To get the bus 3 options :
- Call them ahead (or ask your accomodation to do so), most of them can pick you up.
- Get to the bus station.
- Use the picking area used by locals or simply wave it down when it passes in front of you if you know which road it takes.
A sample of fares from 2015 to 2018 with the actual time of the trip when I kept a record of it:
- Bajawa-Labuan Bajo: 120’000Rp. Pick-up 6h30, arrival 17h30.
- Bajawa-Maumere: 150’000Rp. Pick-up 7h, arrival 16h
- Maumere-Moni: 50’000Rp
- Moni-Ende: 30’000Rp
- Maumere-Larantuka: 60’000Rp
- Aimere-Bajawa: 40’000Rp
- Ende-Bajawa: 65’000Rp
The standard seems to be 60’000-75’000Rp between major town (which are all more or less 4h far from each others).
‘Travel’ (collective taxies) operates in parallel with regular cars.

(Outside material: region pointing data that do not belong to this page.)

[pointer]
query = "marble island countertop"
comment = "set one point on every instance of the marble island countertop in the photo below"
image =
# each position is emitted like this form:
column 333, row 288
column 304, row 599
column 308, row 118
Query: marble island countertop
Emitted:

The car rarely leaves if not full (7 to 8 passengers). I didn’t use it much but of course expect to pay a premium. Labuan Bajo-Ruteng is priced at 100’000Rp per person compared to 60’000Rp for a bus. Seats are more comfortable and it’s slightly faster.
Motorbikes can be rented in every major towns for a standard rate of 70’000Rp per day. This a great way to explore on your own an area.
Beware that motorbikes have to be brought back to where you’ve rented them. As far as I know, the only guy proposing to rent a bike at one end of the island and to drop it at the other is Didakus the owner of Lena House near Maumere. He rents his bike at 70’000Rp a day, if you wan’t to drop them in Labuan Bajo the deal is as following :
- If you find someone in Labuan Bajo to bring it back to Maumere, then you pay the normal rate of 75’000Rp per day and pass the motorbike to the other person after checking Didakus’s partner in Labuan Bajo.
- If you cannot find someone to bring it back, then you pay a daily rate of 150’000Rp instead.
As long as you stay on the Trans-Flores road, the driving conditions are good. Beware of sharp turns though.
I remember that sometimes you can see motorbikes attached at the back of minibus so it might be possible to take the bus with your motorbike if you are tired.
Hiring a car with a driver is also possible. I have never done that. Given Bali’s rates, I would expect to pay 600-800’000Rp per day including gas.
Here is a list of some budget accomodation in each main towns. My main concern are price and location. I don’t care about getting AC, Wi-fi (use 4G) or breakfast (buy it on the street).
In Labuan Bajo :
- Hotel Mutiara. Starting from 100,000Rp (double room, fan, simple breakfast). Great location. 150’000Rp for a double room with AC. Cheaper dorms available in town a bit farther from the seafront. Motorbike rental for 70’000Rp a day.
In Ruteng :
- Budget : possible to find double room for 150,000Rp
- More comfortable : Hotel Rima. Double room for 250,000Rp. Ruteng is cold, you might want hot shower. Motorbike rental for 75’000-125’000Rp a day depending on where you want to go.
In Bajawa :
- Budget : Dagalos Homestay. Double room 150’000Rp, hot shower, breakfast. Great family, the daughter speaks good English even if I remember well. Motorbike can be rented in Edelweiss homestay less than 100m away for 70’000Rp a day.
In Ende :
- Hotel Ikhlas, simple solo room from 80,000Rp. Walking distance from the airport. Have a few motorbikes available for rent.
In Moni :
- Budget : double room from 150,000Rp (but in really poor condition).
In Maumere :
- Hotel El Tari, solo room from 110,000Rp, share bathroom, AC, breakfast. They have a couple of motorbikes available for rent.
- Other accomodation available east of town on the seafront (black sand). Lena House is a good one, rents motorbike, great staff. No options to eat outside nearby. 150’000Rp for a double room, cold shower, fan, breakfast.